The optimal cutoff value of the nomogram score to differentiate benign and malignant TR4-5 TNs was determined to be 0.524 by maximizing the Youden index. The performance of the dual-modal US radiomics nomogram to predict the nature of TR4-5 TNs using the recommended cutoff value is summarized in Table 5. An AUC of 0.873 (95% confidence interval (CI), 0.821–0.925) for the training cohort (Fig. 3A and B) and 0.851 (95% CI, 0.764–0.938) for the validation cohort (Fig. 3C and D) showed good discrimination ability of the dual-modal US radiomics nomogram. Moreover, the dual-modal US radiomics nomogram had better discrimination than the clinical combined with US model and the dual-modal Rad-score model in the training cohort (AUC 0.873 vs. 0.815, P = 0.032, 0.873 vs. 0.802, P = 0.006) and validation cohort (AUC 0.851 vs. 0.770, P = 0.047, 0.851 vs. 0.808, P = 0.196) (Table 6).

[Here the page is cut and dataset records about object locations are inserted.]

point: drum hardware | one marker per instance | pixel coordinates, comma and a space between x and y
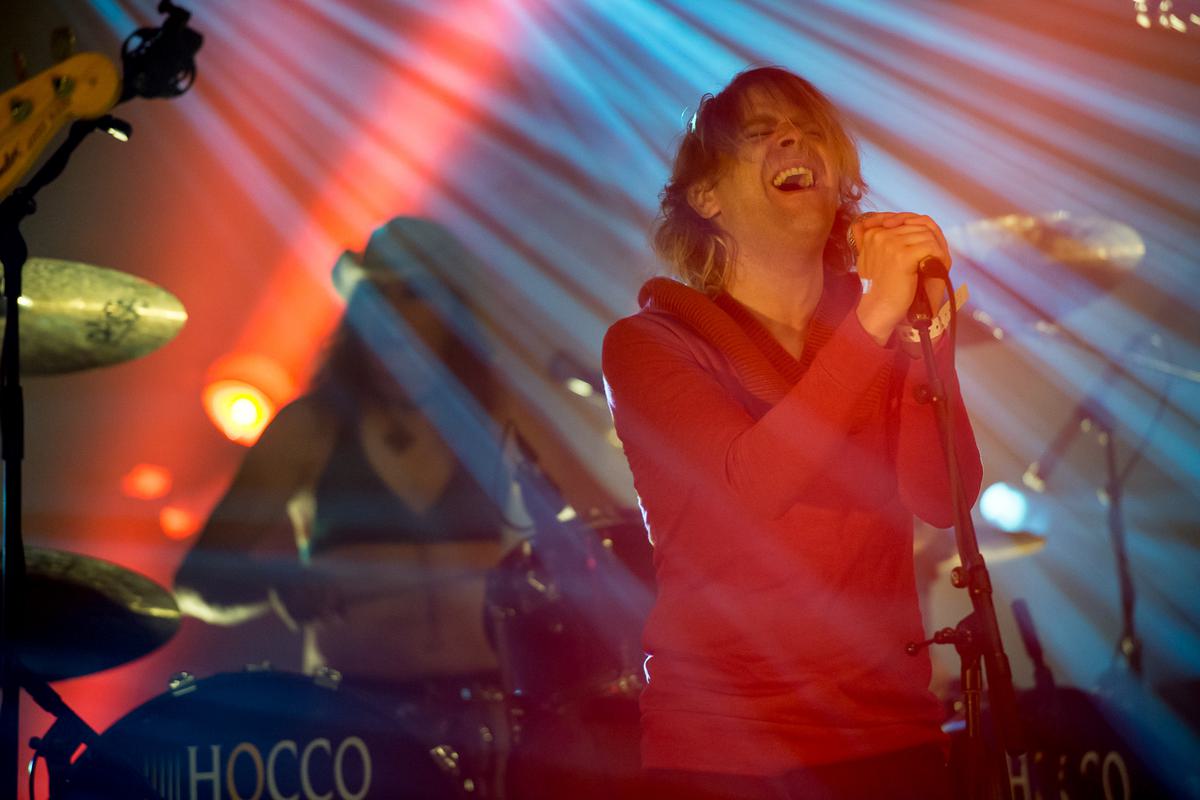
327, 677
180, 684
159, 62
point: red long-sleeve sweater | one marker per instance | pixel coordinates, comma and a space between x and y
779, 495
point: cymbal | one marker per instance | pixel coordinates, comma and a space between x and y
1091, 244
937, 548
84, 614
76, 316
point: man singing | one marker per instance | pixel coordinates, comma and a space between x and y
775, 421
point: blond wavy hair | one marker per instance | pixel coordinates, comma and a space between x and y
694, 247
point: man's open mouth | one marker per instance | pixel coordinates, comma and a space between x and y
793, 179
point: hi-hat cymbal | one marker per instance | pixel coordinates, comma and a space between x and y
76, 316
83, 614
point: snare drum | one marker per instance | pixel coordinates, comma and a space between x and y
567, 609
267, 734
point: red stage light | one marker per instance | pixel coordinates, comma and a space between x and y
147, 482
178, 522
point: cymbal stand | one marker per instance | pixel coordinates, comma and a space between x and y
157, 64
13, 253
1089, 415
977, 637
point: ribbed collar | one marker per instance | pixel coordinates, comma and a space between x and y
761, 364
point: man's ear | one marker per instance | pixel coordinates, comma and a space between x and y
702, 200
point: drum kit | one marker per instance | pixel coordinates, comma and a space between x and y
561, 618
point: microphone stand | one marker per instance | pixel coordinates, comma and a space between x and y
157, 64
1086, 415
977, 637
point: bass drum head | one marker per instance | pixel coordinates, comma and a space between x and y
259, 734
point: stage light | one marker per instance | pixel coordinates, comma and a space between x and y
239, 409
147, 482
178, 522
1005, 507
581, 388
244, 392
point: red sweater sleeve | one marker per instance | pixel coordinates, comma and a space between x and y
677, 417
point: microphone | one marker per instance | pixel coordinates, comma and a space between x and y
929, 268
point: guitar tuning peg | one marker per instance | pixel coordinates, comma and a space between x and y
63, 43
19, 66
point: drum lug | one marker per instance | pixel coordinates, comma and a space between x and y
327, 677
181, 683
447, 758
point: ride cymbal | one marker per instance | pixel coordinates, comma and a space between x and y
76, 316
82, 614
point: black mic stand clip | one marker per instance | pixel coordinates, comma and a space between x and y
977, 637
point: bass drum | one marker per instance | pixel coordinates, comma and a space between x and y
264, 734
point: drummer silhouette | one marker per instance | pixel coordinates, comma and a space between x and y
389, 470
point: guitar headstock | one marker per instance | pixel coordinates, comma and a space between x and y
82, 86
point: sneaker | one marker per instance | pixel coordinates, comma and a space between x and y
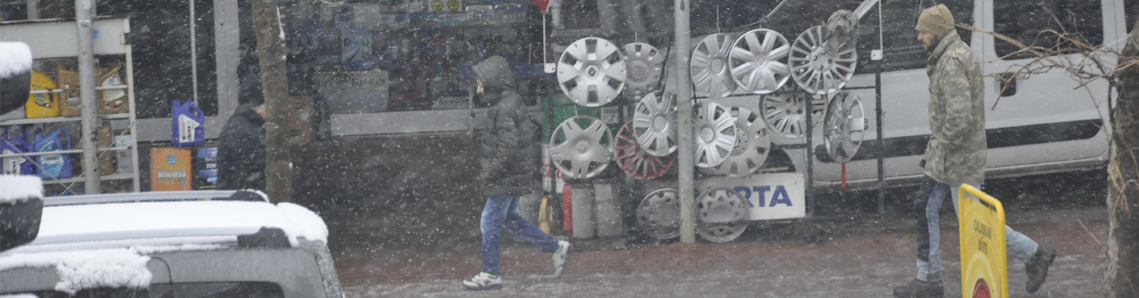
1037, 266
919, 288
562, 257
483, 281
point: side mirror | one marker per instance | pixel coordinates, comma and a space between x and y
15, 75
21, 208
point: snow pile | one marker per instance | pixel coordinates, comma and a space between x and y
303, 223
16, 58
14, 188
90, 268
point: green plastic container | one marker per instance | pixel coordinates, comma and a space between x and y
615, 114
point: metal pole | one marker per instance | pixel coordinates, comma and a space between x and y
685, 125
808, 105
89, 123
194, 54
877, 112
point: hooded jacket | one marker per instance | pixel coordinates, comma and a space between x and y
956, 152
507, 148
242, 151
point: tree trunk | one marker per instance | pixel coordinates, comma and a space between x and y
271, 58
1121, 271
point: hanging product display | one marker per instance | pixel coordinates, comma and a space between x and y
658, 214
591, 72
721, 214
42, 105
634, 162
187, 122
709, 67
814, 68
759, 61
715, 134
644, 63
112, 101
785, 113
752, 143
655, 123
581, 152
844, 126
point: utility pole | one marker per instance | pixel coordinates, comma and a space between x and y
84, 11
685, 154
1121, 270
271, 51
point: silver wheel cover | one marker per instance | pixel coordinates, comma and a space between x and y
642, 65
816, 69
844, 126
583, 152
785, 114
658, 214
715, 134
721, 215
709, 67
591, 72
752, 145
759, 61
655, 124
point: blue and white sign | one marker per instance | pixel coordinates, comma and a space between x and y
777, 196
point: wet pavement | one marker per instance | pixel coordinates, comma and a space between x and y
862, 256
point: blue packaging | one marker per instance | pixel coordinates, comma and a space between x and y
52, 166
16, 165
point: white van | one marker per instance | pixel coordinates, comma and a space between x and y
1041, 124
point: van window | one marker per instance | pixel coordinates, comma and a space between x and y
900, 46
1029, 23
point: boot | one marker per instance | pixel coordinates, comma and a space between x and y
919, 288
1037, 266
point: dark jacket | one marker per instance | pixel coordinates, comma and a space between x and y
507, 148
242, 151
956, 152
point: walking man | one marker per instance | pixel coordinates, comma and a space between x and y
508, 160
242, 148
956, 154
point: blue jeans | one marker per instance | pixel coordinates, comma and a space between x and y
504, 212
926, 205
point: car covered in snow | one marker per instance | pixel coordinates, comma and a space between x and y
178, 243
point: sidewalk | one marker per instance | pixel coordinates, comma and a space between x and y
861, 257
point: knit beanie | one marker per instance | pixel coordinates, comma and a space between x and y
935, 21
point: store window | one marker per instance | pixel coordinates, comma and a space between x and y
1029, 22
369, 57
901, 50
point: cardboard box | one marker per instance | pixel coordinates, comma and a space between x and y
123, 160
170, 168
205, 168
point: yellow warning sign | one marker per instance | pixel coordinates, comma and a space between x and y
984, 271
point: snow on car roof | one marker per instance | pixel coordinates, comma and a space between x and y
107, 245
16, 58
88, 268
14, 188
116, 222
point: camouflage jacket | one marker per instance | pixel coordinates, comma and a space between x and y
956, 152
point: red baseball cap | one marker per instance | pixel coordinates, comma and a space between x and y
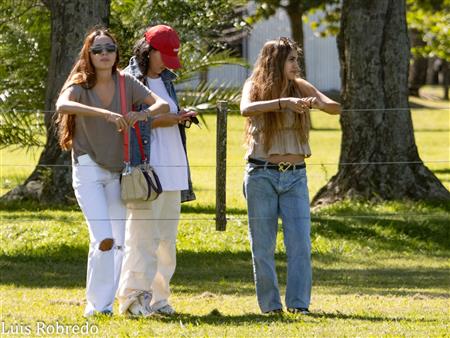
164, 39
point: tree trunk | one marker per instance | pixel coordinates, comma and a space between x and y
379, 158
51, 180
295, 12
418, 67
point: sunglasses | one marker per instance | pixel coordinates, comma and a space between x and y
194, 120
98, 49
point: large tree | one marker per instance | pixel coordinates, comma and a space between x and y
295, 10
379, 158
50, 182
70, 19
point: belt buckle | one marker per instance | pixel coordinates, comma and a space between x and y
283, 166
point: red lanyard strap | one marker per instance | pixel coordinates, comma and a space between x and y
126, 133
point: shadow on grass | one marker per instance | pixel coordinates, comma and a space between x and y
216, 318
221, 273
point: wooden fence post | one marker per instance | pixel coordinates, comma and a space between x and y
221, 165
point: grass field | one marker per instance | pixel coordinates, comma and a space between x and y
379, 270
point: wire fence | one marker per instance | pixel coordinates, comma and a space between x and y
230, 217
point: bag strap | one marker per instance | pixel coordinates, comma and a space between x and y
123, 105
126, 134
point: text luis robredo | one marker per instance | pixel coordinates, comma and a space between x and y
41, 328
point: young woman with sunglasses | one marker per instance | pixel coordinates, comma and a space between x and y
276, 102
91, 125
151, 230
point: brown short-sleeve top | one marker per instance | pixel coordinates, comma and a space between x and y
96, 136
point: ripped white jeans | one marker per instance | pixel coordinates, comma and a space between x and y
98, 193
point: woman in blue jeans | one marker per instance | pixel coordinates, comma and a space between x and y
276, 102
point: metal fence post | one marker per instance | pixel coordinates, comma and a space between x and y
221, 165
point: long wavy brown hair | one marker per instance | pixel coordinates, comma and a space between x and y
83, 74
268, 83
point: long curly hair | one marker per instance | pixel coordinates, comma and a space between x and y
83, 74
268, 83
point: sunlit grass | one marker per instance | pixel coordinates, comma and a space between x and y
379, 269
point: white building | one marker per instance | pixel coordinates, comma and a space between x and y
321, 55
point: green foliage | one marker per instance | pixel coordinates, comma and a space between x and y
199, 23
200, 26
328, 24
432, 20
25, 53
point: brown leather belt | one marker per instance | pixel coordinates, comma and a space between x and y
282, 166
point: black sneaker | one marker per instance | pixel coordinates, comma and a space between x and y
300, 310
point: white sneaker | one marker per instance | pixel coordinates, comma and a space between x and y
165, 310
141, 305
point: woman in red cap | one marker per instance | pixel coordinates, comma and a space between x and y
150, 240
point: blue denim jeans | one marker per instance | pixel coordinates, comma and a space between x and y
272, 194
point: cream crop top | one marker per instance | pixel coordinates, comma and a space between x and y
285, 141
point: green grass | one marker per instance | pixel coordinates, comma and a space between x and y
379, 269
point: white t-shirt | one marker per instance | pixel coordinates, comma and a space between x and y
167, 155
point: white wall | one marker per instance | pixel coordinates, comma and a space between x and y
321, 55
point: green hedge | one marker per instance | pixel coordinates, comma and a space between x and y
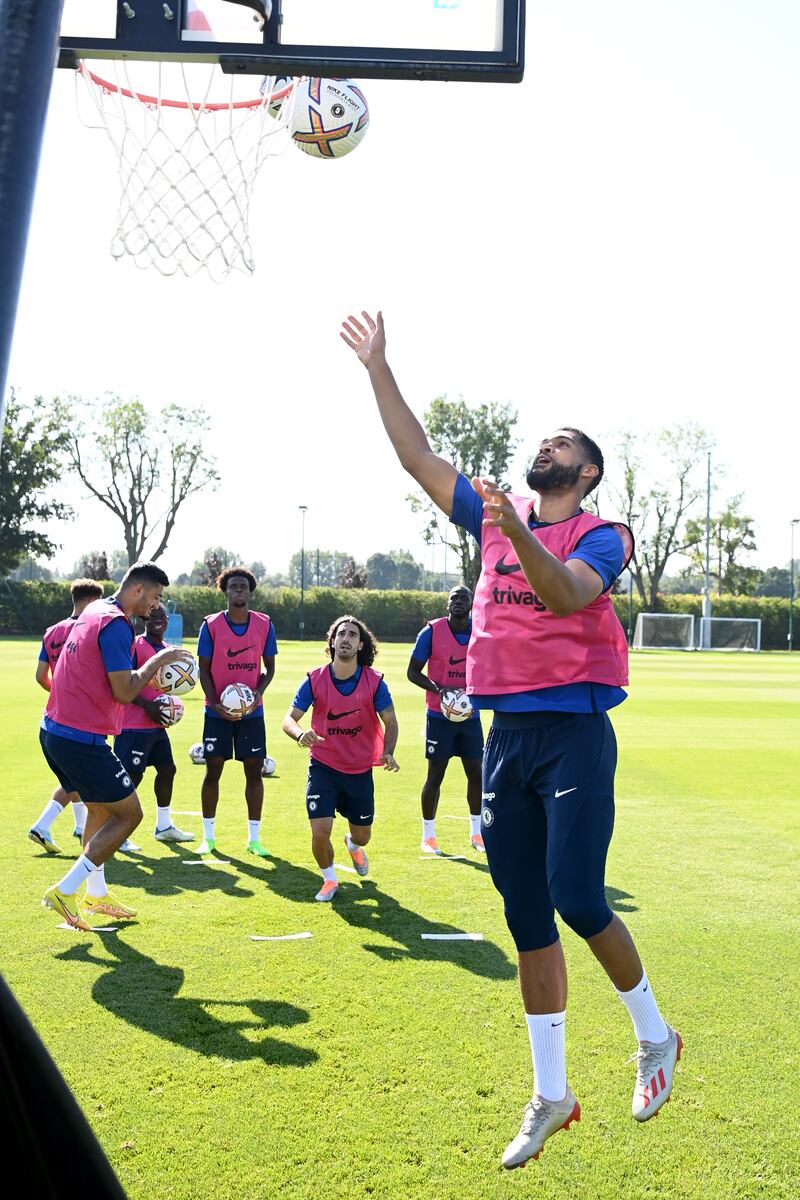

Furthermore, compared with the clinical combined with US prediction model which only incorporated the independent clinical and US risk predictors, the addition of the dual-modal US Rad-score significantly improved the NRI and IDI, implying that dual-modal US Rad-score could be a rather valuable marker for the nature of TR4-5 TNs prediction (Table 7).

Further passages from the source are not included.